Screening tests find incipient colorectal tumors, but various studies suggest that the following diet and lifestyle changes could eliminate up to 40 percent of colorectal cancer:

  • Eat less red meat. During digestion, red and processed meats form carcinogenic chemicals. The colorectal cancer risk was 22 percent greater among people who ate 5 ounces of red and processed meat a day compared with those who ate less than an ounce a day, according to a 2011 meta-analysis combining results of 21 studies.
  • Eat more vegetables, fruit, and fiber. A recent study using data from the U.S. Polyp Prevention Trial looked at the impact of diet on 1,900 people with a history of precancerous polyps. Those who met goals for cutting fat and consumed at least 18 grams of fiber and 3.5 servings of fruit and vegetables per 1,000 calories each day were 35 percent less likely to develop new polyps during the study.
  • Exercise. Sedentary people are about twice as likely to develop colorectal cancer as highly active exercisers. Aim for at least 30 minutes a day of moderately intense exercise.
  • Maintain a healthy weight. Being overweight increases the risk of colorectal cancer no matter how active you are.Excess abdominal fat (indicated by a waist size that exceeds 35 inches for women and 40 inches for men) could be a more important risk factor than overall body weight.
  • Don’t rely too much on drugs or supplements. Some, such as aspirin and related NSAIDs, calcium supplements, and for women, postmenopausal hormone therapy, might lower risk, evidence shows. But all pose additional health risks, and there’s not enough proof of their effectiveness and safety to recommend routine use to prevent colon cancer.
  • Limit alcohol. People who average two to four drinks a day have a 23 percent higher risk than those averaging less than one drink a day.
  • Don’t smoke. Researchers have enough evidence to conclude definitively that smoking tobacco contributes to colorectal cancer. And women appear to be more susceptible to precancerous polyps from smoking than men, according to a study published online in July 2011 in the journal Digestive Diseases and Sciences.

Know the warning signs

Colon cancer might not cause symptoms until it reaches an advanced and deadly stage. but small, treatable cancers and even precancerous polyps can develop between screenings and cause symptoms you shouldn’t ignore.

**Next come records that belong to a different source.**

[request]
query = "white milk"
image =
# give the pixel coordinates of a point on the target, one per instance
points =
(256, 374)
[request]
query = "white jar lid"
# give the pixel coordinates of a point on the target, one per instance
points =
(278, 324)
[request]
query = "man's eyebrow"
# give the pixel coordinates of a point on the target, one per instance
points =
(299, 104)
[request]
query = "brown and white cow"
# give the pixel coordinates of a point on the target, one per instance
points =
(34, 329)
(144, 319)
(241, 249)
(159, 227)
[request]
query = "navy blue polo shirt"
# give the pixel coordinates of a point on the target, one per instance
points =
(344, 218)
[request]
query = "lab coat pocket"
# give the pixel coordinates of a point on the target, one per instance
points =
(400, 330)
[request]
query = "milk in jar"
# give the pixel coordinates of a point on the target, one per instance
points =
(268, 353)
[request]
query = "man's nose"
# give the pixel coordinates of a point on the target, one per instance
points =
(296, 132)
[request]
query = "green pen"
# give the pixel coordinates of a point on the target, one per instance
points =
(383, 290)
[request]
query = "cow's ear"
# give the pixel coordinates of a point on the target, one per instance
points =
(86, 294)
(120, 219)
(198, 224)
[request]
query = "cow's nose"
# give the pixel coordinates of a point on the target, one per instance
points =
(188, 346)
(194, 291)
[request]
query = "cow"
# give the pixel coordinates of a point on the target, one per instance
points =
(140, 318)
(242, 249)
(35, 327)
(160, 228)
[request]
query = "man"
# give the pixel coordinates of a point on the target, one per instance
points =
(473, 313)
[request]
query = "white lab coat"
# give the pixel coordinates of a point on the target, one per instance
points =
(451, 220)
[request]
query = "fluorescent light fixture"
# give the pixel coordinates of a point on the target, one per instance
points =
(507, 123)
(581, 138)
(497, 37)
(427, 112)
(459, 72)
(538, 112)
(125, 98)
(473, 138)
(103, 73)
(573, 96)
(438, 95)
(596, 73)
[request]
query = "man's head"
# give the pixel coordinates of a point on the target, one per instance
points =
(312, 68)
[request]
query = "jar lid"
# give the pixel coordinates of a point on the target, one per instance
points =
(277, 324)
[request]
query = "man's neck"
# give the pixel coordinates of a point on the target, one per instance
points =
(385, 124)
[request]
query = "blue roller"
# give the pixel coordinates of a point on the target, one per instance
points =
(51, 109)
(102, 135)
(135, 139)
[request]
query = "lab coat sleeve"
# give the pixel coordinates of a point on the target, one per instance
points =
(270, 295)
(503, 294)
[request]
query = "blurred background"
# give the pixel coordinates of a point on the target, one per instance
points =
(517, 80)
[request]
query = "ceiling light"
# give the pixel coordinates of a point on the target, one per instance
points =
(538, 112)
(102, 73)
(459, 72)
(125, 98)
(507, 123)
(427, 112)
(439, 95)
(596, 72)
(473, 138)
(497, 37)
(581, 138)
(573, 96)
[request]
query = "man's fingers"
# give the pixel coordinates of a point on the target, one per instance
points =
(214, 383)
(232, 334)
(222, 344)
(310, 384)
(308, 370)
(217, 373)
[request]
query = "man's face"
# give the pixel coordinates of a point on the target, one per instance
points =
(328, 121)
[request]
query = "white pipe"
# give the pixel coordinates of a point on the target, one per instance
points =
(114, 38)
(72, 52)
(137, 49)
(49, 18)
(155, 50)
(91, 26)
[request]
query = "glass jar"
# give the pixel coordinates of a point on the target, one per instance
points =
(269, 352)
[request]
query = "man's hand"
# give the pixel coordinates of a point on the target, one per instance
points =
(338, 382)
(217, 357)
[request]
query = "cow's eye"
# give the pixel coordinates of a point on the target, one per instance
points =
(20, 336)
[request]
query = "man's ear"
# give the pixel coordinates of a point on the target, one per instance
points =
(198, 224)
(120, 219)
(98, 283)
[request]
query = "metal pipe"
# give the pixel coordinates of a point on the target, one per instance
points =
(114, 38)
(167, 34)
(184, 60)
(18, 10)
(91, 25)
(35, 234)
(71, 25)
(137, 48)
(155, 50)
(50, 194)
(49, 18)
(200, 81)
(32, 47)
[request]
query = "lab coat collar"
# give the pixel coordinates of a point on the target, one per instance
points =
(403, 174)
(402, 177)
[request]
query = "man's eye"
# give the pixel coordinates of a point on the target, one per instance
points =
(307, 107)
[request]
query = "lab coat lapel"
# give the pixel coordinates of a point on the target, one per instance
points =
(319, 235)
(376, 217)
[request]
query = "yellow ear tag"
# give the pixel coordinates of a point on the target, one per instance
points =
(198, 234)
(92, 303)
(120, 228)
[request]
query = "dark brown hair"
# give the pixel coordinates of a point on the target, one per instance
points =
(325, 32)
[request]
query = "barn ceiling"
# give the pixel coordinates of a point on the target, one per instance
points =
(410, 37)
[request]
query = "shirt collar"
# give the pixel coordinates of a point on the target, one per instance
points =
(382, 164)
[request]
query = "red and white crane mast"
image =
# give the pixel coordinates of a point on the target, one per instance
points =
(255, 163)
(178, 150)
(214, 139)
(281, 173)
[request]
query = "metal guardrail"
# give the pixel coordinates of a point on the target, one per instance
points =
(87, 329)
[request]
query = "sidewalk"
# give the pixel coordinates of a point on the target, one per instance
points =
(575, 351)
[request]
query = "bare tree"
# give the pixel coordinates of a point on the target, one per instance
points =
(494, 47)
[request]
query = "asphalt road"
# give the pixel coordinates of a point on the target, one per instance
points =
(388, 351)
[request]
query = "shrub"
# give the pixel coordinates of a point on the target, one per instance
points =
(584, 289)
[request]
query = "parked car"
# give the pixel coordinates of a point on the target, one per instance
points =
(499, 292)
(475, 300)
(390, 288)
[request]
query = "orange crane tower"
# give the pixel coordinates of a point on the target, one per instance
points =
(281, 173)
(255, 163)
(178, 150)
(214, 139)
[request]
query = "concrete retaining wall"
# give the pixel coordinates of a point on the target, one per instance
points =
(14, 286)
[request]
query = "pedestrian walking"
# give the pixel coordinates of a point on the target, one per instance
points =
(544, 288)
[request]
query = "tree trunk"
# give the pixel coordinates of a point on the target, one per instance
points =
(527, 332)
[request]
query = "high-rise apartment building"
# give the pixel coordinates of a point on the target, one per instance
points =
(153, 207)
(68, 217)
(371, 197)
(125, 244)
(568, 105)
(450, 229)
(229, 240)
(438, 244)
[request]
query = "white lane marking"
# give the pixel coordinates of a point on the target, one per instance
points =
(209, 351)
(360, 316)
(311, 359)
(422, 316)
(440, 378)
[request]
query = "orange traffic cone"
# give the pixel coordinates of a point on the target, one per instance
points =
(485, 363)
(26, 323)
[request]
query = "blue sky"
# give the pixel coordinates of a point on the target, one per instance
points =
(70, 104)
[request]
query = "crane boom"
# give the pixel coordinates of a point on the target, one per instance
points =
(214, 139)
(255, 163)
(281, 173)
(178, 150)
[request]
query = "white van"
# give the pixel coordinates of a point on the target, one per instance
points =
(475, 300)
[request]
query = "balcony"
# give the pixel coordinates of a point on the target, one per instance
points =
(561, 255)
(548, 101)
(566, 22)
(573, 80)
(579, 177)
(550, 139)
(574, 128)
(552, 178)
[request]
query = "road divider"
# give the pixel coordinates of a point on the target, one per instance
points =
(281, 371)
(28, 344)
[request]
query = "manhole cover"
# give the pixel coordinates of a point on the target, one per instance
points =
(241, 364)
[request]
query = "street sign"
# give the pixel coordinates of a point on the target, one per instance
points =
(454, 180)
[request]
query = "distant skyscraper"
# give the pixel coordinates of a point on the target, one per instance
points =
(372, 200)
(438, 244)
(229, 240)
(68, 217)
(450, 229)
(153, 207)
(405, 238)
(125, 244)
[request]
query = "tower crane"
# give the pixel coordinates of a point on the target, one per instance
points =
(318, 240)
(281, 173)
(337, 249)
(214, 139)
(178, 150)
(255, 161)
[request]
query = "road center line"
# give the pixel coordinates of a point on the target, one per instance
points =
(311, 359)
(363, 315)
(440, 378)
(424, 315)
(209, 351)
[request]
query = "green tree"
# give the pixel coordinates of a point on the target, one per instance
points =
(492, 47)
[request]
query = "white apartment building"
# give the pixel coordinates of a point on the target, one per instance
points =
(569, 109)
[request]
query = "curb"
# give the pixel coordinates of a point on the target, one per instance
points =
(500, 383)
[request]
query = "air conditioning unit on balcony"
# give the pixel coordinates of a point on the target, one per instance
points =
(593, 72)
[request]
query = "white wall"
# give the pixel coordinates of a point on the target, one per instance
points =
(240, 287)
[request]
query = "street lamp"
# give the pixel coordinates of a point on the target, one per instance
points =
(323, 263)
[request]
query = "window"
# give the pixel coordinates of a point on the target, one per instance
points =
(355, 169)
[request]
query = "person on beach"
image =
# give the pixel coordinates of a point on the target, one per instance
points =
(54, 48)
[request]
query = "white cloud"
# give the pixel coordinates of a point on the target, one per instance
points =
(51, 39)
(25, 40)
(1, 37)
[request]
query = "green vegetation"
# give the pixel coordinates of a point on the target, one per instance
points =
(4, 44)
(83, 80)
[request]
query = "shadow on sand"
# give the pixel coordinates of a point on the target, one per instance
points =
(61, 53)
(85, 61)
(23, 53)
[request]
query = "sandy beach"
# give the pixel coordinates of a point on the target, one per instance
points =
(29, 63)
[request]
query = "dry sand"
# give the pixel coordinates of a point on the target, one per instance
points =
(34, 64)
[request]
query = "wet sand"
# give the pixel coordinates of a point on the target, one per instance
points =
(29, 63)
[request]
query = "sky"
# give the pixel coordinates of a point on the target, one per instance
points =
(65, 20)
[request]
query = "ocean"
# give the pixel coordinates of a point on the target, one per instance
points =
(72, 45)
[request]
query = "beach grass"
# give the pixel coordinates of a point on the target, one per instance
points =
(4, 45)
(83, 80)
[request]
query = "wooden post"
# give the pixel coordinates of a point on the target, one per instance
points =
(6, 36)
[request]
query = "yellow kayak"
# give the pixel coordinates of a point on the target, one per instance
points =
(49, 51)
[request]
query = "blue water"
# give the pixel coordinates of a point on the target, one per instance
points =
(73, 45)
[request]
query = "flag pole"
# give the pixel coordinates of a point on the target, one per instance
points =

For example, a growing polyp can bleed or start to block the intestine. Talk with your doctor if you notice any of these warning signs:

• Blood in the toilet or on tissue after a bowel movement.
• Cramping pain in the lower abdomen.
• Unexplained weight loss or fever.
• Constipation or diarrhea that lasts for more than several days.
• Stools consistently colored dark or black,* or narrow in shape.
• Discomfort or the urge to have a bowel movement when there’s no need to have one.

Don’t ignore warning signs. Pay attention to your instincts and be prepared to advocate for follow-up testing.

* Note that iron supplements and medicine such as bismuth subsalicylate (Pepto-Bismol and generic) can color stools black. Foods such as beets can make stools appear blood-red for days.
Editor's Note:

This article first appeared in the December 2011 issue of Consumer Reports on Health under the headline "Stopping a Treatable Cancer."